Паровой трамвайчик шумел и звякал в большой сентябрьской черноте, справа, совсем рядом, невидимо, но ощутимо неслась холодная Нева, и Якубович, нахлобучив шляпу, поджимая зябнущие ноги, старался удержать в памяти свою речь. Вот сейчас, дома, на Спасской, он сядет к столу и запишет ее, потому что ждут от него текста для листовки, для тех листовок, что отпечатают в крохотной «летучей» типографии и принесут на похороны Ивана Сергеевича Тургенева... Да, да, нынче же ночью Якубович напишет эту листовку. Наверное, кое-что добавит и переменит, но суть останется, та суть, те слова, которые он произнес в окраинном домике... Не за красоту слога, не за поэтическую живость картин природы, не за талантливость характеров страстно и горячо относятся к Тургеневу лучшие люди России, лучшая часть молодежи. Барин по рождению, аристократ по воспитанию, «постепеновец» по убеждению, он сочувствовал... нет, он служил русской революции, был честным и чутким провозвестником ее идеалов. А вы, господа либералы, вы распространяете письменные и устные мнения самого Тургенева, смысл которых – неверие в близость и успех революции. Пусть так! Для нас важно другое: он служил русской революции сердечным смыслом своих произведений, пел русскую молодежь, называя ее святой, самоотверженной.

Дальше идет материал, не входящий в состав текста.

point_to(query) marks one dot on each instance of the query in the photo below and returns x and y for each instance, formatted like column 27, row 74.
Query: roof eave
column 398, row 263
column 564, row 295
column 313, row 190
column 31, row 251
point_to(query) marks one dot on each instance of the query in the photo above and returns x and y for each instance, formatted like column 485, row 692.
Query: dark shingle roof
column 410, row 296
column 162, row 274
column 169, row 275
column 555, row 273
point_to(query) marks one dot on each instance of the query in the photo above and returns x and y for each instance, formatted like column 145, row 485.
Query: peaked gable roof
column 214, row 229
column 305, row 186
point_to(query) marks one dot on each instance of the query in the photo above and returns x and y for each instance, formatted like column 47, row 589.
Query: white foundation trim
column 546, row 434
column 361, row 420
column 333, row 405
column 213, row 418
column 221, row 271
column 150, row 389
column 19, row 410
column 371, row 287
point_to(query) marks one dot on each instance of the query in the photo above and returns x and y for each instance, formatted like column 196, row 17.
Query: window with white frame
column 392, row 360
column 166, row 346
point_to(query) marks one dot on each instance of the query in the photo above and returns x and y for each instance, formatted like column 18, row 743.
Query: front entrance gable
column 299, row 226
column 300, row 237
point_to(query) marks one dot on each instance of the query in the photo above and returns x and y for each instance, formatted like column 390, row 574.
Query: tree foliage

Якубович не заметил длинной дороги, переменил паровичок на извозчика. Якубовичу было радостно, он был доволен собою. И только уже на Спасской, у дома со слепыми окнами, отпустив ночного ваньку, среди внезапной и темной тишины, вдруг подумал, что вот сейчас, сквозь эту ночь, где-то там, на железных путях гремит поезд, поезд с мертвым Тургеневым... Якубовичу сделалось нехорошо, стыдно своей радости и своего вдохновения, и все сочиненное представилось ему мелким, дробным, хилым.
Он словно бежал самого себя, быстро зажег свет, сел к столу, схватил перо, начал писать. Он знал, что получается из рук вон. Ничего не получалось, он это знал.
«Образы Рудина, Инсарова, Елены, Базарова, Нежданова и Маркелова не только живые и выхваченные из жизни образы, но, как ни странно покажется это с первого взгляда, это типы, которым подражала молодежь и которые сами создавали жизнь. Борцов за освобождение родного народа еще не было на Руси, когда Тургенев нарисовал своего Инсарова; по базаровскому типу воспитывалось целое поколение так называемых нигилистов, бывших в свое время необходимой стадией в развитии русской революции. Без преувеличения можно сказать, что многие герои Тургенева имеют историческое значение».
Он бросил перо. Он был унижен. Впервые с такой позорной определенностью сознавал он свою немочь, свое бессилие. «Имеют историческое значение», – прошептал он с отвращением.
А утром явится г-н Дегаев, Сергей Петрович Дегаев. «Нуте-с, – скажет любезно, – надеюсь, готово?» И ты, пряча глаза, вручишь ему текст листовки. Обязан вручить, милостивый государь! Он взял перо. Теперь он писал медленно, не перемарывая, он сдался.
Не Дегаев истерзал спозаранку дверной звонок, не Дегаев спозаранку увидел тяжело пробудившегося Якубовича.